What Went Well in the New River Valley

What Went Well in the New River Valley


Nancy’s called for reflection on what went well this year for campus ministry in our portion of the mission field, and that call deserves response! Here’s a couple stories about what went well for us at Radford University and New River Community College.

One of our ministry commitments is to remain unabashedly committed to Jesus while valuing the dignity of other persons and the integrity of other faith journeys. This is a hard line to walk, especially in this vacuum where culture polarizes religion and religions polarizes culture! However, we received feedback from students of various backgrounds, including Atheists, Agnostics, Buddhist, and Reconstructionist Polytheists, that they deeply appreciated a ministry that honestly identified as committed to a particular Christian tradition even as we engaged and embraced those who didn’t share that tradition. This was helped in particular by my ability to begin in the classroom as a teacher, and then expand on my role as a pastor when invited by students outside of the classroom. Creating this space of mutual appreciation and increased understanding is a benchmark for which we strive, so it was encouraging to receive this feedback from different perspectives.

The other thing that’s helped our success is learning when to say yes. I make it a rule to say yes to invitations if at all possible. Would you like to set up a meeting with the new Director for Student Affairs? Yes. Would you like to pray at the awards dinner for the Center of Diversity and Inclusion? Sure! Are you interested in helping plan a Spiritual Leadership Retreat available to the entire campus? Absolutely! Now, this doesn’t mean I say yes to everything. When someone just wants to task me with work they don’t want to do, I often say no, but I say yes almost any time there’s an opportunity to develop partnerships. In the campus vernacular, this helps to grow my social capital. In more spiritual verbiage, these opportunities show people that there’s a faith community invested in the success of the entire campus and not just the growth of their own programs.

Both of those examples point to the fundamental existence of trust. Once we learned to trust one another, students and staff saw our ministry and my presence as a benefit rather than a challenge to the process of higher education. Developing this trust might be the biggest achievement of all for a young ministry. While we’re not yet two years old, we’re beginning to make waves on campus that bring fresh water to those who need it. For anyone on a college campus, that doesn’t take a particular personality, budget, or program. It takes authenticity and willingness to serve. Thanks to Nancy for the call to reflection, and to all of you who serve campuses across the country!


The Rev. Andrew Tucker

Lutheran Campus Pastor at Radford University and New River Community College

Christ Lutheran Church, Radford, VA

Another Year Finished

If you haven’t finished the academic year yet, you’re getting close. Many of us use the summer to spend some thinking about the past year, what worked, what didn’t. Memorable moments. Disappointments. Surprises. This summer, let’s talk about these things.

I’d like to invite you to share (in the comments or better yet submit a blog post- send to  nancy at truenorthonline.org) what went well this year.
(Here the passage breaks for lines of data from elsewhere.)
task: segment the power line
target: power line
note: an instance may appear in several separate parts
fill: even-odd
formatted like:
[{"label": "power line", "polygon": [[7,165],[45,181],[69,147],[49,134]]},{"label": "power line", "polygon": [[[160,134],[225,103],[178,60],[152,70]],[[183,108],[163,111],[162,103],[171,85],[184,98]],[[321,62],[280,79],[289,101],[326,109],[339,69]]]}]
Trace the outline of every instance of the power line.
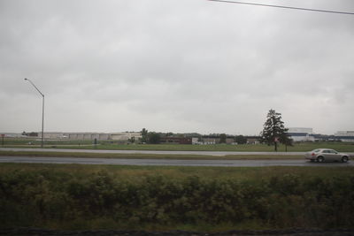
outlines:
[{"label": "power line", "polygon": [[327,11],[327,10],[312,9],[312,8],[302,8],[302,7],[293,7],[293,6],[284,6],[284,5],[271,5],[271,4],[254,4],[254,3],[246,3],[246,2],[238,2],[238,1],[227,1],[227,0],[207,0],[207,1],[220,2],[220,3],[227,3],[227,4],[246,4],[246,5],[277,7],[277,8],[285,8],[285,9],[291,9],[291,10],[302,10],[302,11],[318,11],[318,12],[325,12],[325,13],[354,15],[354,12]]}]

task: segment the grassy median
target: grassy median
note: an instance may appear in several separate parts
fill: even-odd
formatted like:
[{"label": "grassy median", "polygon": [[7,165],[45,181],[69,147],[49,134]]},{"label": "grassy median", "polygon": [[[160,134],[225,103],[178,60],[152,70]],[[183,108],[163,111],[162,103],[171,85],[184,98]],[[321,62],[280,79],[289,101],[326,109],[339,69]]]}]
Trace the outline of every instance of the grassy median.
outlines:
[{"label": "grassy median", "polygon": [[0,156],[49,156],[82,158],[125,158],[125,159],[179,159],[179,160],[293,160],[304,159],[304,156],[283,155],[171,155],[171,154],[119,154],[81,152],[39,152],[39,151],[0,151]]}]

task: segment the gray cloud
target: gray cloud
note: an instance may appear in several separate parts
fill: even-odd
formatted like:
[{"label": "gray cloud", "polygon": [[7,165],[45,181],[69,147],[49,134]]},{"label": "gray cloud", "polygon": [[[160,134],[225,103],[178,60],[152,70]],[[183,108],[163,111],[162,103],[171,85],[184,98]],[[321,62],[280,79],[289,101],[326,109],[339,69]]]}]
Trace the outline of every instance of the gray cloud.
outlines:
[{"label": "gray cloud", "polygon": [[[354,11],[351,0],[289,4]],[[0,131],[40,129],[25,77],[46,95],[50,131],[256,134],[271,108],[289,126],[350,130],[353,27],[202,0],[2,1]]]}]

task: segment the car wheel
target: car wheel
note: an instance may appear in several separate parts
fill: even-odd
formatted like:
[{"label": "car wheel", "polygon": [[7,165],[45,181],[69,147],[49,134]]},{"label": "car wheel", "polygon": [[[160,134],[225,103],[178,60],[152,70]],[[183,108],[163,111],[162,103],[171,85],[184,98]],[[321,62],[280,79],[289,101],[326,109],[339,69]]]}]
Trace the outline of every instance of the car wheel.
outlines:
[{"label": "car wheel", "polygon": [[348,156],[344,156],[343,157],[342,157],[342,163],[347,163],[348,162]]},{"label": "car wheel", "polygon": [[319,156],[319,157],[317,157],[317,162],[318,163],[323,163],[325,161],[325,157],[323,157],[323,156]]}]

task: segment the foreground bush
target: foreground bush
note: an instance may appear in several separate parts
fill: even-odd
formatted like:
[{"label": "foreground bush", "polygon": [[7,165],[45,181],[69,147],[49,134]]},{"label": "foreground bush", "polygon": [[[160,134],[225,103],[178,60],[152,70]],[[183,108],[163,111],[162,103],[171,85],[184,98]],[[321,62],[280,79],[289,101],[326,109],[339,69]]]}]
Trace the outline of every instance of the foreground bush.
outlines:
[{"label": "foreground bush", "polygon": [[[106,171],[77,175],[13,171],[0,175],[0,226],[125,227],[228,225],[352,227],[354,176],[263,179],[138,180]],[[95,225],[96,224],[96,225]]]}]

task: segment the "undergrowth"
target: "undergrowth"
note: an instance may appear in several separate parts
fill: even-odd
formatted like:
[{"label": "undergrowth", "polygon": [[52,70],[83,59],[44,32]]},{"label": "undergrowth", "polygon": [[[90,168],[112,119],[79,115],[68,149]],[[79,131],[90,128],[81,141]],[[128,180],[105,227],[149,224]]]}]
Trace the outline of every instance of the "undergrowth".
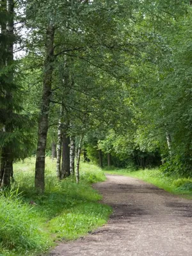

I’ll go first.

One of the schools where I work, Kendall College of Art and Design, does not have a food service on campus and they have a lunch break from 11:30-12:30 when there are no classes. Twice this winter semester we had a random act of lunch day.  We set a table with tablecloths and plates. We brought food – one time it was lasagna and salad the next pizza and salad. Then we invited students to sit and eat. We didn’t publicize this ahead of time. If you were in the student commons and you wanted to eat, we had some food.

We know food insecurity is an increasing reality for our students. We also know that it can hard to meet people and make friends, especially at a non residential college. Art school, in particular, can be a tough place. It’s competitive. It’s stressful, students have to learn to create on their professor’s timetable. It can be lonely.

Our hope was that students would sit together at the table to eat and talk. We hoped they would have a chance to relax and to get to know each other. And they did! And then they volunteers to helped us clean up.

Did we gain new members for Kendall Christian Fellowship? It doesn’t appear so. Does someone have a new best friend? Not yet.  But those things weren’t our goals. All we wanted to do was to feed some people and make college a little friendlier place. And that we were able to do.